Dube Train Short Story By Can Themba
The young thug represents the toxic, predatory subculture born out of the despair of the townships. Stripped of dignity, legal rights, and economic mobility by the apartheid state, individuals like the tsotsi turn their frustrations inward, brutalizing their own community. He embodies a nihilistic violence that thrives on the helplessness of others.
The train groaned in, doors sliding open with a mechanical sigh that was almost human in its weariness. We did not walk into that carriage. We were poured. Like sorghum porridge from a pot. A woman with a bundle on her head—a parcel of sadness wrapped in bright shweshwe —did not choose a seat. The seat chose her. She landed upright, miraculously, her neck a pillar of patience.
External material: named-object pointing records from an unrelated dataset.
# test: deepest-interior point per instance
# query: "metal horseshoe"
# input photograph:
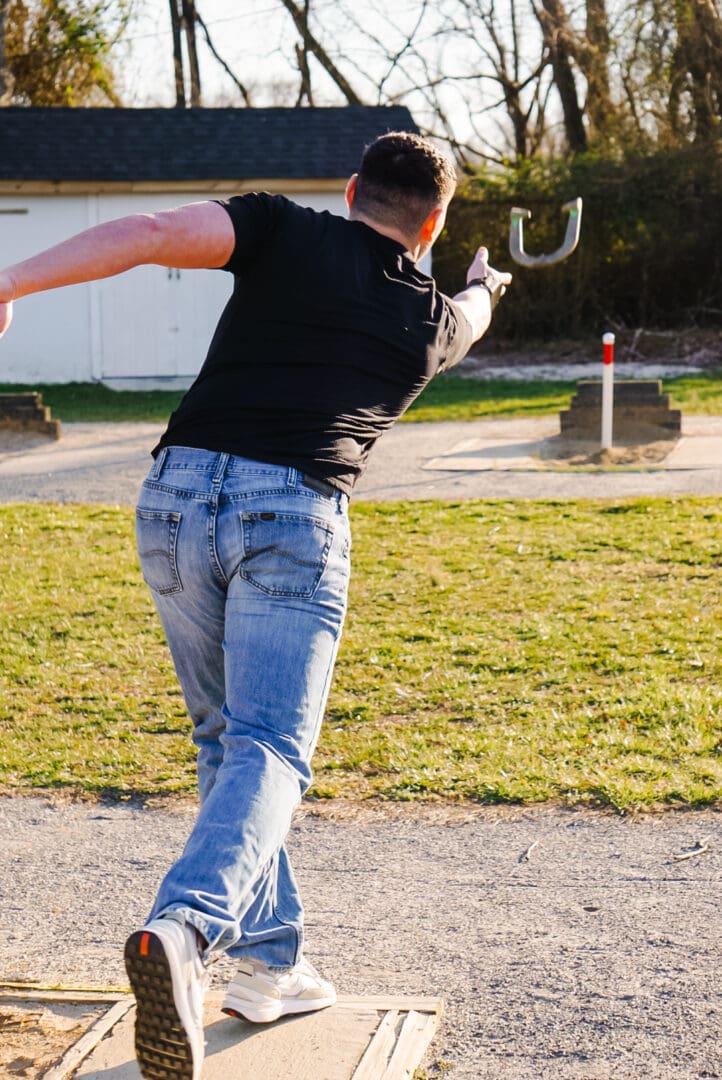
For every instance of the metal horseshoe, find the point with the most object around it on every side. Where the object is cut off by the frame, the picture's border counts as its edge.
(571, 239)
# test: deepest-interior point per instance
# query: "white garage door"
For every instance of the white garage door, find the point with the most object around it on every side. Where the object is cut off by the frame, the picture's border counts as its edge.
(155, 323)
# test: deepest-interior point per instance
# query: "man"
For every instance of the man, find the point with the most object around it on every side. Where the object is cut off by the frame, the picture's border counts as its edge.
(243, 535)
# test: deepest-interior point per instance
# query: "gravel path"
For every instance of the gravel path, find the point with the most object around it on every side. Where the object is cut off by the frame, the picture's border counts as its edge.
(106, 462)
(597, 958)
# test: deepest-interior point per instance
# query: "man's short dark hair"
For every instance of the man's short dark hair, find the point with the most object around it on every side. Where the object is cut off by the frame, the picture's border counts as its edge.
(403, 177)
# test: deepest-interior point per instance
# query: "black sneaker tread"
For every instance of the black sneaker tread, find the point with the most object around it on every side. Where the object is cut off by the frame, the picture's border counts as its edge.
(161, 1043)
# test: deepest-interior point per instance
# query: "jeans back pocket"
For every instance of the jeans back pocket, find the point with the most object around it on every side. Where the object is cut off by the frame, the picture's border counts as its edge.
(157, 535)
(284, 554)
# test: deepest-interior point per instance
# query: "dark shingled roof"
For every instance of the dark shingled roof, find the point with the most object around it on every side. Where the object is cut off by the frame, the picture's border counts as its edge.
(136, 145)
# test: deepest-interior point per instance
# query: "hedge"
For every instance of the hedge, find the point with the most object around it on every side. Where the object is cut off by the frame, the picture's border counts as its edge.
(650, 253)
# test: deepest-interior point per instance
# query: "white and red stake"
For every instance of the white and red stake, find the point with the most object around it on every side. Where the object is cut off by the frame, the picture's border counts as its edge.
(608, 390)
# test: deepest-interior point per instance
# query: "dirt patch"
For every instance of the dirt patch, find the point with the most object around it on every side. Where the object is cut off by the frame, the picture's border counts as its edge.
(35, 1035)
(577, 454)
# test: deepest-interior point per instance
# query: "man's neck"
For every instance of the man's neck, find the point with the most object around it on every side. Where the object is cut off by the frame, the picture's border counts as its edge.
(387, 230)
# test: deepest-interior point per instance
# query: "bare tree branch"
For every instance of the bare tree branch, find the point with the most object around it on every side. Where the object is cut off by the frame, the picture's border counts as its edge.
(244, 92)
(311, 44)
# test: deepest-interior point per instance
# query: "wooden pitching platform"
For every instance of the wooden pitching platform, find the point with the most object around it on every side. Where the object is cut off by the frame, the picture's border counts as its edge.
(372, 1038)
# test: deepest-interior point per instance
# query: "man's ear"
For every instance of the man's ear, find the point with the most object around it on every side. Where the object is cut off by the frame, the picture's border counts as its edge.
(351, 190)
(432, 226)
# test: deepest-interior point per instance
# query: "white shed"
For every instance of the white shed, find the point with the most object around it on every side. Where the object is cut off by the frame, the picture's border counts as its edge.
(65, 170)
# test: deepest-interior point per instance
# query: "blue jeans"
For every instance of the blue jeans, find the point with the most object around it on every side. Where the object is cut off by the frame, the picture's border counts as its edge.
(248, 568)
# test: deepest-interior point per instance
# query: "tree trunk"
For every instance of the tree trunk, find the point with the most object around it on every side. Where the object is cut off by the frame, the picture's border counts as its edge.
(177, 55)
(558, 37)
(7, 80)
(190, 19)
(595, 63)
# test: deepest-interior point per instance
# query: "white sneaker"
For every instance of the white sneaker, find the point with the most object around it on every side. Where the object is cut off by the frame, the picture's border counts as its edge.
(168, 979)
(260, 995)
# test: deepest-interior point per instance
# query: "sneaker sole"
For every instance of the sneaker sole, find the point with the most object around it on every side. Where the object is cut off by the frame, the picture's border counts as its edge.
(272, 1011)
(162, 1045)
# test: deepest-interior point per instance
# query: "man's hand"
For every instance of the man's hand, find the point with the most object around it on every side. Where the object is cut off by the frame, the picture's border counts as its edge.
(494, 280)
(7, 294)
(476, 300)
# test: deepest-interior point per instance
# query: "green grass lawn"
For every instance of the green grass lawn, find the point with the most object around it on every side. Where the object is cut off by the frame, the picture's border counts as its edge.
(448, 397)
(494, 651)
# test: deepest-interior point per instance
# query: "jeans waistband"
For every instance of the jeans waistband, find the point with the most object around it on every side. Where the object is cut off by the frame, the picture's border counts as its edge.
(219, 464)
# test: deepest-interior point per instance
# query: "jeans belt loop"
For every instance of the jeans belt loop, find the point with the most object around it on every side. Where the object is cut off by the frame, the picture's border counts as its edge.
(220, 471)
(319, 485)
(157, 467)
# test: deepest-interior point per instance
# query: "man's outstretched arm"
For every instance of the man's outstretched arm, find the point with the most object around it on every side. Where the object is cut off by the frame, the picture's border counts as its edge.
(478, 302)
(193, 237)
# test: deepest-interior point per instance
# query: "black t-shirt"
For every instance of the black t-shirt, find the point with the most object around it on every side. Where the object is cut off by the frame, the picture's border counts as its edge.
(330, 334)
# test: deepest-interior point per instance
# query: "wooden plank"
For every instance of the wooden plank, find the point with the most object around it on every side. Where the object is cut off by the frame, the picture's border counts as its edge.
(89, 1041)
(70, 997)
(412, 1042)
(385, 1001)
(379, 1050)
To understand "The Dube Train," one must first understand its author. Daniel Canodoise "Can" Themba was a brilliant, fiery light of South Africa's literary scene, inextinguishable even in the face of a brutal system. Dube Train Short Story By Can Themba
This victory launched his career as a journalist and writer for Drum , where he became one of the famous "Drum Boys" – a group of literary giants that included Henry Nxumalo, Bloke Modisane, and Lewis Nkosi. For this group, the motto was "Live fast, die young and have a good-looking corpse". Through investigative journalism, Themba and his colleagues courageously exposed the brutal realities of apartheid, often at great personal risk. His Sophiatown home, known as "The House of Truth," was a salon for writers, musicians, and thinkers, but the forced removals and destruction of Sophiatown in 1955 devastated him. Faced with the relentless oppression of the apartheid state, which drove him to alcoholism, Themba eventually went into exile in Swaziland, where he died in 1968 at the age of 43. His work was banned, and he was even declared a "statutory communist" by the regime. His writing, however, has outlived his oppressors, and he was posthumously awarded the Order of Ikhamanga in Silver for his immense contribution to South African literature and journalism.
The trains today in Johannesburg (the modern Gautrain or the crumbling Metrorail) are different, yet the same. The grind of the morning commute, the tired eyes, the shared silence—Themba captured the universal human condition of the worker. But in his hands, the Dube Train becomes a chariot of dignity, hurtling through the night toward a dawn that, though delayed, was inevitable. The young thug represents the toxic, predatory subculture
The story is narrated in the first person by a young black man, likely a commuter just like the author himself. He boards the morning train at Dube Station on his way to Johannesburg, entering the always-packed and sour-smelling "third class" compartments—the only carriages black South Africans were permitted to use during apartheid. The atmosphere is tense and crowded, setting the stage for an impending explosion of violence.
The story asks a difficult question: who is truly responsible for the evil on the train? The tsotsi is the perpetrator, but the silent, passive crowd is complicit. By turning a blind eye, they enable the violence. The applause at the end is particularly cynical: people are eager to support a winner, but unwilling to take any risks to ensure justice is done. It’s a powerful critique of a society where public morality has collapsed under the weight of fear. The train groaned in, doors sliding open with
Then the trembling started. Not the train—the people. A shudder passed through the carriage. A woman shrieked. The young man dropped his briefcase. A cascade of curses, whispers, and the sharp slap of a palm against a thigh.
His writing was characterized by a deceptively jaunty tone that often concealed a profound self-lacerating cynicism, an essential survival mechanism under apartheid. His work, including “The Dube Train,” is not just fiction; it is an act of investigative journalism, a gritty, firsthand report from the frontlines of a secret war.
The tension reaches its breaking point when the tsotsis physically throw the man off the moving train.
If you enjoyed this analysis of Can Themba’s work, explore his collections, such as "The Will to Die," and discover the other Drum writers—Nadine Gordimer, Lewis Nkosi, and Bloke Modisane—who chronicled the golden age of South African journalism.